|
Reliability in process control computing can be defined as the correct operation of a system up to a time t = T, given that it was operating correctly at the starting time t = 0. 1 However, correct operation can have many meanings, depending on the requirements previously established for the system. A common attitude today is that single or multiple failures can be accepted as long as the system does not go down or the desired operation is not interrupted or disturbed.

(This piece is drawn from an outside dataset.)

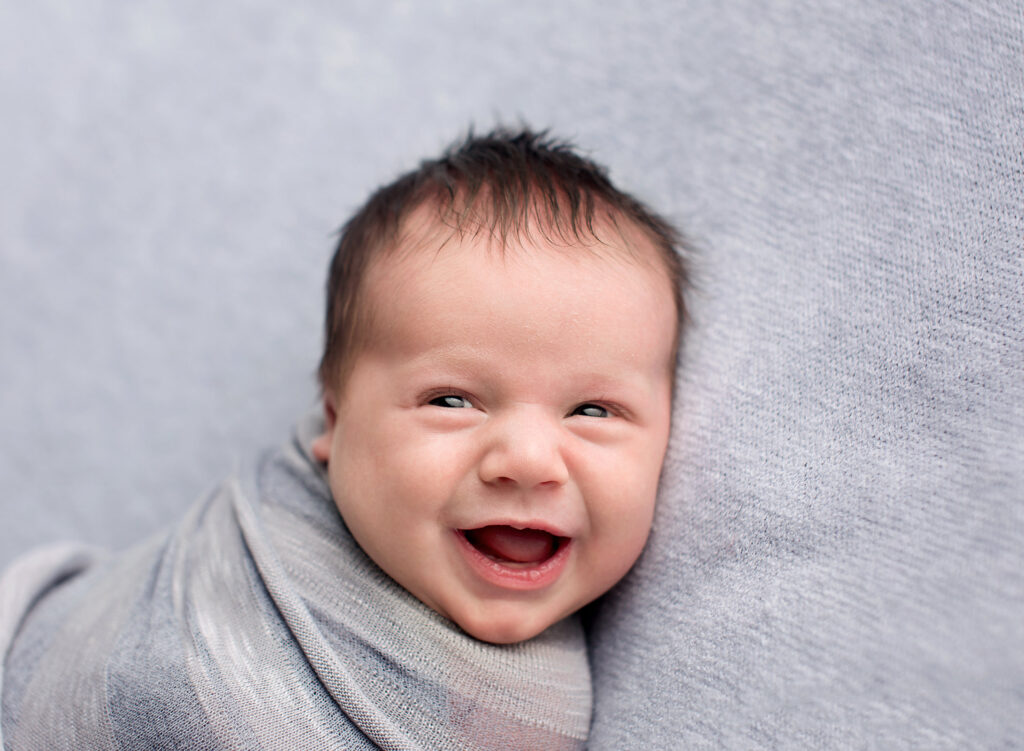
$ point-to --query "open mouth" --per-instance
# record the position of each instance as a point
(518, 548)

Reliability is therefore a goal to be expected of a system and is set by the users. To obtain a certain measure of reliability, the term faulttolerant computing can be used. It may be defined as “the ability to execute specified algorithms correctly regardless of hardware errors and program errors.” 2 Since different computers in different applications have widely different requirements for reliability, availability, recovery time, data protection, and maintainability, an opportunity exists for the use of many different fault-tolerant techniques. 3 The understanding of fault tolerance can be helped by first understanding faults. A fault can be defined as “the deviation of one or more logic variables in the computer hardware from their design-specified values.” 1 A logic value for a digital computer is either a zero or a one. A fault is the appearance of an incorrect value such as a logic gate “stuck on zero” or “stuck on one.” The fault causes an “error” if it, in turn, produces an incorrect operation of the previously correctly functioning logic elements. Therefore, the term fault is restricted to the actual hardware that fails. Faults can be classified in several ways. Their most important characteristic is a function of their duration. They can be either permanent (solid or “hard”) or transient (intermittent or “soft”). Permanent faults are caused by solid failures of components. 4 They are easier to diagnose but usually require the use of more drastic correction techniques than do transient faults. Transient faults cause 80 to 90% of faults in most systems. 5 Transient faults, or intermittents, can be defined as random failures that prevent the proper operation of a unit for only a short period of time—not long enough to be tested and diagnosed as a permanent failure. Often, transient faults become permanent with further deterioration of the equipment. Then, permanent fault-tolerant techniques must be used for system recovery.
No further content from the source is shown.